Es una locura. Más allá de las personas, de los artistas, de los funcionarios, es algo muy importante porque significa, desde el momento mismo de la planificación del presupuesto de una gestión, desde que se dispone y aparece un dinero destinado a pagar a gente que hace este tipo de arte, darle a los títeres un lugar en lo que es la planificación de la cultura. Es asumir que los títeres forman parte, deben formar parte, de un proyecto de ciudad. Esa es mi mirada macro. Ahora, mirado esto desde el hecho real, desde lo que es la vida cotidiana de la Ciudad de Buenos Aires, insisto, es un delirio, es algo insólito, un ataque de locura de Kive Staiff a cuya visión más que de avanzada debemos mucho.

¿Qué recuerdos conserva del momento en que se fundó el Grupo?

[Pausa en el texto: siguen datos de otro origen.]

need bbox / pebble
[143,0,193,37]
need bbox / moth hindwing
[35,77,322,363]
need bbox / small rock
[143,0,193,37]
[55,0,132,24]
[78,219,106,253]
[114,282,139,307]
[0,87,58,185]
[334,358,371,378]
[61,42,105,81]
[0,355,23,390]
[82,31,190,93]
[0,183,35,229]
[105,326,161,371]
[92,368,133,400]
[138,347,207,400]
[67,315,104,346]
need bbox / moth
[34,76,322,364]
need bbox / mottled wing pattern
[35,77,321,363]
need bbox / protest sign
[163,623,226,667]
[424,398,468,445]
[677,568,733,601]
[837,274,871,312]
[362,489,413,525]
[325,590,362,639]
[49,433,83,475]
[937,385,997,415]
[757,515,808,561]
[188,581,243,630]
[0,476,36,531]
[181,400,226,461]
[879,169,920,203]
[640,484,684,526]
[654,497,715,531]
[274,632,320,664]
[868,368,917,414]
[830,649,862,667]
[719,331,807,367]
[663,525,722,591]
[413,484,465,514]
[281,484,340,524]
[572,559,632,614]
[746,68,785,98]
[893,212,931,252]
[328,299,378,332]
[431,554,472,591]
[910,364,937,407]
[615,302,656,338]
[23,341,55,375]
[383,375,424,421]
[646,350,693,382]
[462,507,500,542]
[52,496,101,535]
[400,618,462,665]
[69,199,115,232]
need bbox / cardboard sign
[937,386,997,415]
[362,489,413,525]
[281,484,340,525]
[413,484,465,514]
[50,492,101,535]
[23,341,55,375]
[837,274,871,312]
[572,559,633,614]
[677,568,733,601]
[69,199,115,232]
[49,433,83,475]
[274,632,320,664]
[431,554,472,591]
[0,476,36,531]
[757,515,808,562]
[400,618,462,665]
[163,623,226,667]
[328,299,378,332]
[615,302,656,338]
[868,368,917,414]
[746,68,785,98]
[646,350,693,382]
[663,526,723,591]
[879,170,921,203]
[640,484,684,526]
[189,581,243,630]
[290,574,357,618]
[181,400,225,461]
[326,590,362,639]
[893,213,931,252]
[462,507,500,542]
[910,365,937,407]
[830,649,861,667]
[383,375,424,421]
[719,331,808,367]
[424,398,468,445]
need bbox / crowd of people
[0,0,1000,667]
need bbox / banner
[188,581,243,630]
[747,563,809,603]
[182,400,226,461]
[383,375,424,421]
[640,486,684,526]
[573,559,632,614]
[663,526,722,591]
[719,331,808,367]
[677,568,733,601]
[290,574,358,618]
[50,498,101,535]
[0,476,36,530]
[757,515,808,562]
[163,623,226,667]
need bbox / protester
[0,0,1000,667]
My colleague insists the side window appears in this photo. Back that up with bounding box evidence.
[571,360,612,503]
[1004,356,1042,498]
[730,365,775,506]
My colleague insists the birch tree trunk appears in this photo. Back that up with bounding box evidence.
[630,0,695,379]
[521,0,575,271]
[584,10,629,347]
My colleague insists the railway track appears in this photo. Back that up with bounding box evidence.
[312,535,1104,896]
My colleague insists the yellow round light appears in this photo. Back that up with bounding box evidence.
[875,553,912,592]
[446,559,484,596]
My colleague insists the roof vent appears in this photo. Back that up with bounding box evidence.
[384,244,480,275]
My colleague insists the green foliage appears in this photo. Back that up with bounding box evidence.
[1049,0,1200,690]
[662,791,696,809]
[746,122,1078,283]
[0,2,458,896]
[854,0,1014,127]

Fue en el año 1977. Kive, en ese momento director del teatro, lo convocó a Ariel Bufano para la adaptación y co-dirección, junto a Ruth Schwarez, de David y Goliat. Aquella primera experiencia de Ariel en el ´77 en el San Martín fue muy exitosa y entonces los tres, el Director del Teatro, Ariel y yo, empezamos a pensar en cómo seguir adelante con este particular arte de los títeres. Los recuerdos son muchos, pero entre los hitos creo que vale recordar El amor de don Perlimplín con Belisa en su jardín, de Federico García Lorca con dirección de Ariel. Es un espectáculo muy importante en la historia del Grupo porque fue el primer espectáculo que hicimos para el público adulto. Con El amor… se inauguró en el año '79 la Sala Cunill Cabanellas que hasta entonces era una confitería y que dejó de serlo para transformarse en un espacio experimental.

Y vaya forma de experimentar presentando teatro de títeres para adultos, ¿verdad?

En realidad, en esa época los titiriteros profesionales montaban de tanto en tanto un espectáculo para adultos. Pero no sólo lo hacían muy de vez en vez sino que además se trataba de una sola función, en algún pequeño reducto under al que íbamos el resto de los titiriteros y algunos intelectuales a quienes les gustaba eso. Con la obra de Lorca nosotros hicimos temporada durante dos años, en un teatro oficial, en plena calle Corrientes, mientras que por las tardes hacíamos la tradicional temporada para niños.

¿A qué se debe ese fuerte enlace en el imaginario cultural local que vincula casi con exclusividad el teatro de títeres con el público infantil?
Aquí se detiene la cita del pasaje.